2002 Denver Annual Meeting (October 27-30, 2002)

Paper No. 11
Presentation Time: 4:15 PM

A TROPICAL CARBONATE RAMP BETWEEN SNOWBALL GLACIATIONS: THE LATE NEOPROTEROZOIC KEELE FORMATION, MACKENZIE MOUNTAINS, NORTHWEST TERRITORIES


DAY, Edith, JAMES, Noel P. and NARBONNE, Guy M., Geological Sciences, Queen's Univ, Kingston, ON K7L 3N6, Canada, day@students.geol.queensu.ca

The Keele Formation (300-600m thick) lies stratigraphically between Sturtian- and Marinoan-age glacial diamict units of presumed global extent. An informal member, the Keele Clastic Wedge, comprises roughly the upper third of the Keele Formation, and is made up of terrigenous clastic rocks deposited mainly in nearshore marine environments.
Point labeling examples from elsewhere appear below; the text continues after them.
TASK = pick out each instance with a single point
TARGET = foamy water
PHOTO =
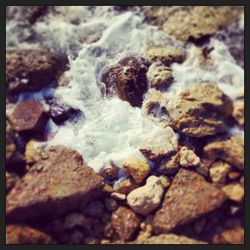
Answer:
(110, 129)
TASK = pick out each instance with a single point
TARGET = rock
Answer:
(28, 117)
(127, 79)
(147, 198)
(137, 168)
(234, 191)
(20, 234)
(230, 236)
(164, 142)
(30, 70)
(125, 223)
(160, 76)
(238, 112)
(125, 186)
(110, 172)
(62, 184)
(188, 158)
(219, 171)
(165, 55)
(189, 197)
(169, 239)
(60, 112)
(230, 150)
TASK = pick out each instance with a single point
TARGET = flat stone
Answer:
(189, 197)
(28, 117)
(230, 150)
(125, 222)
(53, 186)
(20, 234)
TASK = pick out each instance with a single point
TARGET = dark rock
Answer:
(127, 79)
(53, 186)
(189, 197)
(28, 117)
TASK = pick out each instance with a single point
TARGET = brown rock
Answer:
(62, 184)
(125, 222)
(230, 150)
(169, 239)
(189, 197)
(128, 79)
(19, 234)
(29, 70)
(28, 117)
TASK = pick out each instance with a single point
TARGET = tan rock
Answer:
(230, 150)
(234, 191)
(137, 168)
(147, 198)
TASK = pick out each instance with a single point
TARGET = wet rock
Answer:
(234, 191)
(147, 198)
(110, 172)
(127, 79)
(125, 186)
(169, 239)
(189, 197)
(160, 77)
(20, 234)
(238, 112)
(219, 171)
(59, 111)
(188, 158)
(125, 223)
(230, 150)
(28, 117)
(137, 168)
(164, 143)
(62, 184)
(29, 70)
(230, 236)
(165, 55)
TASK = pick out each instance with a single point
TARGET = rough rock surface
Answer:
(29, 70)
(28, 117)
(127, 79)
(19, 234)
(147, 198)
(137, 168)
(230, 150)
(53, 186)
(168, 239)
(125, 222)
(165, 55)
(189, 197)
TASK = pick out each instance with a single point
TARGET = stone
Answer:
(230, 236)
(20, 234)
(60, 112)
(125, 223)
(63, 183)
(219, 171)
(137, 168)
(110, 172)
(147, 198)
(160, 77)
(234, 192)
(165, 55)
(238, 112)
(28, 117)
(125, 186)
(230, 150)
(189, 197)
(169, 239)
(188, 158)
(128, 79)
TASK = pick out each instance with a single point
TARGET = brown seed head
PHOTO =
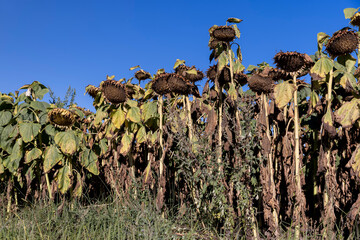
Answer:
(92, 90)
(293, 62)
(223, 33)
(61, 118)
(355, 20)
(113, 91)
(182, 71)
(261, 84)
(160, 83)
(142, 75)
(342, 42)
(178, 84)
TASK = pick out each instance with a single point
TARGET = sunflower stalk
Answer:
(161, 139)
(270, 162)
(237, 112)
(328, 196)
(298, 191)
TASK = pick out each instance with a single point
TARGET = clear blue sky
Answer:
(78, 42)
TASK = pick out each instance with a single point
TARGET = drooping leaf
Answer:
(178, 62)
(50, 130)
(67, 141)
(283, 93)
(41, 106)
(134, 115)
(77, 192)
(329, 123)
(110, 77)
(314, 98)
(348, 80)
(29, 131)
(118, 118)
(13, 161)
(63, 178)
(33, 154)
(51, 158)
(232, 92)
(5, 118)
(126, 141)
(2, 169)
(349, 12)
(354, 162)
(89, 160)
(149, 110)
(322, 67)
(103, 146)
(348, 113)
(131, 103)
(238, 67)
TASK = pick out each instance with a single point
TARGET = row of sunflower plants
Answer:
(283, 154)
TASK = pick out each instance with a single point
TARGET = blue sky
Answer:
(76, 43)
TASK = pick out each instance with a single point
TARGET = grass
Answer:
(136, 219)
(114, 220)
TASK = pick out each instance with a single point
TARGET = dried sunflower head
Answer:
(260, 84)
(213, 43)
(114, 91)
(211, 73)
(160, 83)
(92, 90)
(240, 78)
(293, 62)
(342, 42)
(223, 33)
(61, 118)
(182, 70)
(224, 76)
(142, 75)
(178, 84)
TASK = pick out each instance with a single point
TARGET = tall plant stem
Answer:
(48, 185)
(162, 154)
(297, 160)
(219, 150)
(328, 197)
(191, 135)
(189, 123)
(46, 174)
(237, 112)
(270, 162)
(132, 170)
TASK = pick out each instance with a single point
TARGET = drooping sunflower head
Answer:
(342, 42)
(189, 73)
(114, 91)
(178, 84)
(160, 83)
(355, 20)
(61, 118)
(261, 84)
(92, 90)
(293, 62)
(142, 75)
(223, 33)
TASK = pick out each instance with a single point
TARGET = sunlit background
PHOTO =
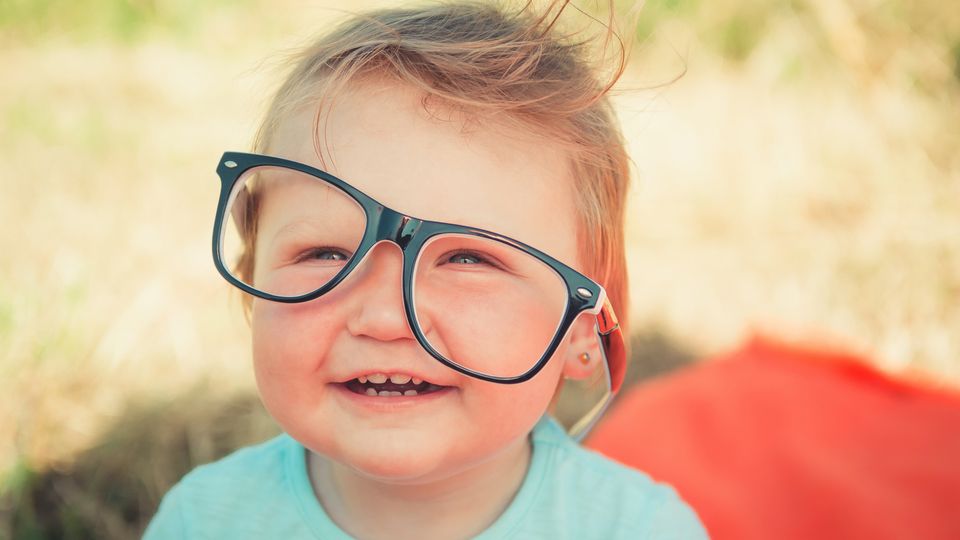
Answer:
(800, 180)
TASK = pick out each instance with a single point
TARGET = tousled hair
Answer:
(488, 61)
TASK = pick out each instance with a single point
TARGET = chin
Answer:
(394, 460)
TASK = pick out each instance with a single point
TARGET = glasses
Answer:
(289, 232)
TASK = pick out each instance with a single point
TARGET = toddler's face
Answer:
(384, 143)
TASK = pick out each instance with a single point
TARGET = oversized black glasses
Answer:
(289, 232)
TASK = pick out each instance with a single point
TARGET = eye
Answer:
(323, 254)
(465, 258)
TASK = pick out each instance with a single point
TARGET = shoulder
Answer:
(601, 498)
(239, 488)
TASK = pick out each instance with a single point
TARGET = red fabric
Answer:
(779, 442)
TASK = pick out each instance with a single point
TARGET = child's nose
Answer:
(376, 296)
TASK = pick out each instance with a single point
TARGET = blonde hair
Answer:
(483, 59)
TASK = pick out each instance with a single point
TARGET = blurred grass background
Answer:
(802, 180)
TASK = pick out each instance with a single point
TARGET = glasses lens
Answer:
(288, 233)
(486, 305)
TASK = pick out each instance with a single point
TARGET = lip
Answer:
(390, 403)
(438, 381)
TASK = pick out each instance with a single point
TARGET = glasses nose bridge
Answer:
(396, 227)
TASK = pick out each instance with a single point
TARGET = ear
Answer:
(582, 353)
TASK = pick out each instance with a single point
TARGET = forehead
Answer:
(381, 139)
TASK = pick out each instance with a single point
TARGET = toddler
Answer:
(430, 239)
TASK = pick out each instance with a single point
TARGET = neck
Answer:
(458, 506)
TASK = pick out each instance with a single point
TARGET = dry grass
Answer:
(806, 185)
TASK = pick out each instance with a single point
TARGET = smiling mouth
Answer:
(389, 387)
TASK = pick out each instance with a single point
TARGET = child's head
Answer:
(461, 114)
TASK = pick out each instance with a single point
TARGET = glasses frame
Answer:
(411, 234)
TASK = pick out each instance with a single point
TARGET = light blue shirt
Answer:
(568, 492)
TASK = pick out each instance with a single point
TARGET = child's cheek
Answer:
(289, 338)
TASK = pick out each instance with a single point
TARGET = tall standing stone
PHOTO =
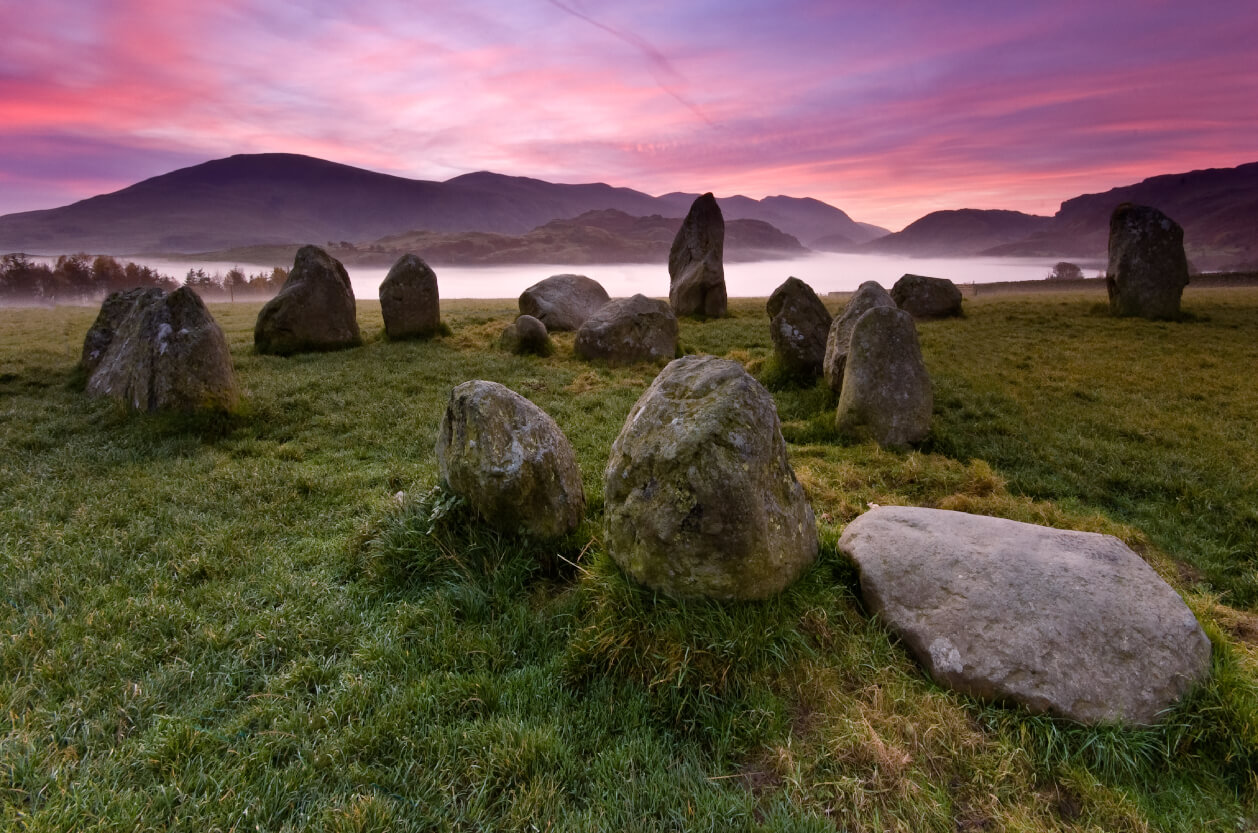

Most strata of the Keele proper are marine carbonates, with local fluvial terrigenous clastic rocks. Carbonate strata are "Bahamian" in character and similar to Phanerozoic warm-water carbonates in that they contain abundant ooids and peloids of original aragonitic mineralogy and have well-developed muddy peritidal facies. Further support for a tropical origin is provided by paleomagnetic data, which suggest that the Keele Formation was deposited at near-equatorial latitude. Stromatolites in Keele rocks are limited to rare, isolated biostromes, which is somewhat unusual in a Proterozoic succession. Keele facies span a broad spectrum of depositional environments, from deep-slope to peritidal to continental, which are represented across a narrow paleogeographic belt. Lateral arrangement of facies, and the gradual stratigraphic transitions between them, suggest deposition in a ramp setting, as opposed to a rimmed or flat-topped shelf system. Fluvial facies are concentrated at a single locality, indicating that terrigenous clastic sediment was derived from a point source or sources. Slump structures and debrites in deep-water facies imply that the ramp was distally steepened. Close interbedding of deep- and shallow-water facies in Keele rocks suggests rapid, high-amplitude sea-level change, and thus is characteristic of successions deposited during climatic icehouse periods. This study of the Keele Formation indicates that ocean-surface temperatures, at least at tropical latitudes, warmed dramatically between snowball episodes, regardless of what mechanisms were responsible for generating global glaciation.